For Dr Atekpe Payakissim Somiabalo, National Malaria Control Programme (NMCP) Coordinator in Togo, providing the training in French was critical. “The main priority is training operational staff in a language they know so that everyone understands the importance of the data collected for decisionmaking.” According to the NMCP, malaria remains the leading cause of illness in Togo, accounting for 30% of outpatient consultations, 9% of hospitalizations, more than 2.18 million cases and 993 deaths in 2024.
When asked if he would recommend the course to colleagues working on malaria elimination, Dr Somiabalo was emphatic. “Yes, yes and yes. Any effective intervention to combat a given disease is based on a better surveillance system. We need to develop contextualized operational action plans to solve the problems identified and improve coverage and performance indicators.”
In Senegal, Mr Médoune Ndiop, a specialist in monitoring, evaluation and surveillance within the NMCP (2002-2025) and co-chair of its working group (2018-2024), shares this observation on the importance of localized, contextualized and accessible learning for health-care workers at different levels of the health system. “It increases participants' understanding and ensures they have a better grasp of concepts,” he noted. “The use of the local official language facilitates interactions with participants, especially in analysis and interpretation exercises.”
Thibaud de Chevigny, malaria expert and facilitator of the course, has witnessed this transformation across Africa. After more than a decade supporting malaria programmes in the region, he believes localization is not optional – it is foundational. “Translation is absolutely essential, because most subnational programme teams and health information officers in Africa don’t work in English,” he emphasized. “When people can learn in their own language, the concepts are clearer, the training feels more inclusive and it also creates more opportunity to cascade the learning.”

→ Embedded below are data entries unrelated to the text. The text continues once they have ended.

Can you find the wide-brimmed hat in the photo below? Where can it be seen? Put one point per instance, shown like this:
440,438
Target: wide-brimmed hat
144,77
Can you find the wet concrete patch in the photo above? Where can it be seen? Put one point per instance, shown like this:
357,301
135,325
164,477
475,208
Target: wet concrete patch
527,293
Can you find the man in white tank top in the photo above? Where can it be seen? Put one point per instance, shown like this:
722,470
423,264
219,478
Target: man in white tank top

For de Chevigny, all training should be fully localized and adapted to the context. “Beyond translation, the real impact comes when the course is localized to reflect each country’s context. I’ve seen how participants become much more engaged when we use local epidemiological data or case studies. Suddenly the discussions shift from theory to their daily reality.”
This approach is critical in a region that carries the overwhelming share of the global malaria burden. According to the World malaria report 2025, 94% of malaria cases globally occurred in the WHO African Region in 2024. Of the 610 000 malaria deaths, 95% were in the WHO African Region and three‑quarters of those were among children under the age of five.
As de Chevigny highlights, routine surveillance is the backbone of effective malaria control, especially in an era of growing insecticide and drug resistance, climate change and decreased funding, making data-driven decision-making more critical than ever. “My main hope is that health-care workers come away with the confidence to use surveillance data as a powerful decision-making tool in their daily work. I want them to leave the course knowing that their role at the frontline is central to reducing malaria’s burden, and that they are equipped with both the knowledge and the practical skills to make a tangible difference.”